Вчера вечером, после того как проснулась в два часа ночи с урчанием в животе, я попыталась съесть немного овсянки, но в ту секунду, когда я отправила в рот третью ложку, овсянка пригрозила выйти наружу тем же путем, каким попала в желудок, и я была вынуждена отодвинуть тарелку.
– Приготовлю себе что-нибудь попозже, – говорю я, просто для того, чтобы они отстали от меня, и краем глаза замечаю силуэт Эндрю.
– Доброе утро, Эндрю! – Моя мать сжимает губы. Так обычно говорят с карликовым пуделем или двухлетним ребенком. – Как спалось, мой дорогой?
Она потирает ему спину, словно он ребенок, хотя разница в возрасте у них всего лет пятнадцать. Он сонно бормочет «доброе утро» и направляется к кофеварке рядом с холодильником. Налив себе маленькую чашку, он садится рядом со мной за стол.

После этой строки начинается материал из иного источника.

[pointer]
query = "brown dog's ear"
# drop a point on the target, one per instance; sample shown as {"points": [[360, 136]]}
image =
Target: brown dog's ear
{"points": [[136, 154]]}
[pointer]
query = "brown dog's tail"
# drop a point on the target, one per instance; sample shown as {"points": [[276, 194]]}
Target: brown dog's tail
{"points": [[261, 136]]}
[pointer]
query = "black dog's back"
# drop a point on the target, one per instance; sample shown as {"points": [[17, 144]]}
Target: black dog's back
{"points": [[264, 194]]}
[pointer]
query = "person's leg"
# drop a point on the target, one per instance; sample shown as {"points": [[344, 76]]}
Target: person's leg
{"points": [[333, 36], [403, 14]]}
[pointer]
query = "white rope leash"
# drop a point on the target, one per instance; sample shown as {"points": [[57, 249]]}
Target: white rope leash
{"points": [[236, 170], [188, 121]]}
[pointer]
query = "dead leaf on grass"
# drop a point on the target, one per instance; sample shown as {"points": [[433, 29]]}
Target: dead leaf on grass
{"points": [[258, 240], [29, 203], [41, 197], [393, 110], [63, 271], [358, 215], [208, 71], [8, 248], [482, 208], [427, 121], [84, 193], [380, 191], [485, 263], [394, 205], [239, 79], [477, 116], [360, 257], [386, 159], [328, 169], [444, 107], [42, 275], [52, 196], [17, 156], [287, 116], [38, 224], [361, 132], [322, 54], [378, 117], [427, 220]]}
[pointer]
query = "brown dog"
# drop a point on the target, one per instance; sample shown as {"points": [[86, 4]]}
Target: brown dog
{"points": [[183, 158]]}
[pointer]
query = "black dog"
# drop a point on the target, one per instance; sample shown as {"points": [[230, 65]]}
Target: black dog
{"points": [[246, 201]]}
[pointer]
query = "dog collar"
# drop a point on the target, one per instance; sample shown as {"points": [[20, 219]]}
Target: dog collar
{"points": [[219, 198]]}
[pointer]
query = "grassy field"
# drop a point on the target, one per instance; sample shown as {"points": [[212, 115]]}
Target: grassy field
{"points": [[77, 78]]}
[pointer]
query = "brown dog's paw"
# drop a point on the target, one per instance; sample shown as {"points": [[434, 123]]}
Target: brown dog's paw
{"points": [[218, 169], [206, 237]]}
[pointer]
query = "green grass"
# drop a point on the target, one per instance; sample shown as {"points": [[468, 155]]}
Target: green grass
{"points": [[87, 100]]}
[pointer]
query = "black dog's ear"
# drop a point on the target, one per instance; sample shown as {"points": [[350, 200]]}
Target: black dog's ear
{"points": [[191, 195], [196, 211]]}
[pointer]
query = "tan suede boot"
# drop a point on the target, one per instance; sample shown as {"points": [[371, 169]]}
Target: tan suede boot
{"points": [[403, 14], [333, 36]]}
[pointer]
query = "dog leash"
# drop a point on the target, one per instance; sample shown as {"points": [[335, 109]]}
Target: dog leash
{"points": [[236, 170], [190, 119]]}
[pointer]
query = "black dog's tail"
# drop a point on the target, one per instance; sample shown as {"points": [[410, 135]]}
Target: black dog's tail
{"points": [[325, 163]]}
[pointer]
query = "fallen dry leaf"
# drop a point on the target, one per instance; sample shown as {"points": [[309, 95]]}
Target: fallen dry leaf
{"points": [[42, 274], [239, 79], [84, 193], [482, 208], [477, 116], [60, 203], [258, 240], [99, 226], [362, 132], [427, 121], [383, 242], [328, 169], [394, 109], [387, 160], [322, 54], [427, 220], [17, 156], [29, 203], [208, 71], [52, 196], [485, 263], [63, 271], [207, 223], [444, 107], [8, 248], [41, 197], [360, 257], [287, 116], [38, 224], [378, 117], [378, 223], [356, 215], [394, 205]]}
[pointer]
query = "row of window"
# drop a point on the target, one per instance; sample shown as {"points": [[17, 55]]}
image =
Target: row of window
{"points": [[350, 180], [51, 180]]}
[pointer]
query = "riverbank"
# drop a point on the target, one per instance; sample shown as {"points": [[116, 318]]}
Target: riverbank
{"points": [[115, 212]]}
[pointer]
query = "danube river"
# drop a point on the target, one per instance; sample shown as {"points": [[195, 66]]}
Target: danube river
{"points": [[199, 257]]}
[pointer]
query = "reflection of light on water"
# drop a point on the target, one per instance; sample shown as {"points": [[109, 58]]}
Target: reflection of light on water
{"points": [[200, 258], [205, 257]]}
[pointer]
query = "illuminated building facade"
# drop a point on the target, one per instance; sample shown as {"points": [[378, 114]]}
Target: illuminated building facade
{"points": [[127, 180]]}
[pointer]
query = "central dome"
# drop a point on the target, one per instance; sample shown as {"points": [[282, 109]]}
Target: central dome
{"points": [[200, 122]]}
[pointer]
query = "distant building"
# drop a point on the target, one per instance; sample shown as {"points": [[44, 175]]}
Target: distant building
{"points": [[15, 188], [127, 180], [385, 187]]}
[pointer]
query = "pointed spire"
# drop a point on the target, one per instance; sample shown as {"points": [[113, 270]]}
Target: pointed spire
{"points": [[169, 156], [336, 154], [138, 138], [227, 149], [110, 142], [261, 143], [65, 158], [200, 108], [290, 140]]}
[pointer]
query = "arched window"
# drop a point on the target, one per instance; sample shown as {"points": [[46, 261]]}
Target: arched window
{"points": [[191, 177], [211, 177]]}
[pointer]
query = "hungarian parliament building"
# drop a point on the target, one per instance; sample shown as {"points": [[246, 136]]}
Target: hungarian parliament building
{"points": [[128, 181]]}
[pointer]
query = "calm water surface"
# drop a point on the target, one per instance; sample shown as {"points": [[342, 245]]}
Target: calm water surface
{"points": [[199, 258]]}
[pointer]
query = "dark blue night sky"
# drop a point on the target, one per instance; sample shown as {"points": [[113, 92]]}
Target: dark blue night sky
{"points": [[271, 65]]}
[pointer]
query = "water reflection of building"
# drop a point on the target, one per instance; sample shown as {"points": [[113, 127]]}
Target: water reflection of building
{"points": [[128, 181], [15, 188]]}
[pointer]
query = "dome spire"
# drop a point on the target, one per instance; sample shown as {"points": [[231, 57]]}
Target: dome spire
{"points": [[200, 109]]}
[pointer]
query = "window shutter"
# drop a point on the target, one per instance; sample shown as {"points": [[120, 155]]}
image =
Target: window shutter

– Есть какие-то известия от нового детектива? – спрашиваю я. – Черт, забыла его имя.
Он поворачивается ко мне. Тени под его глазами в последнее время стали намного заметнее.
– Биксби. И да, вчера, – говорит он. – Они все еще работают над этим.
– Это все, что они вам сказали? Они все еще работают над этим? – В последнее время от этой безнадеги у меня уже сводит челюсти. – Что они делают? Что конкретно? Что они предпринимают, чтобы найти ее?
Глядя на живописный задний двор, Эндрю делает глоток эспрессо. Горы вдали укутаны туманной дымкой, скрывающей их заснеженные вершины. Для такого ужасного дня это слишком прекрасный вид.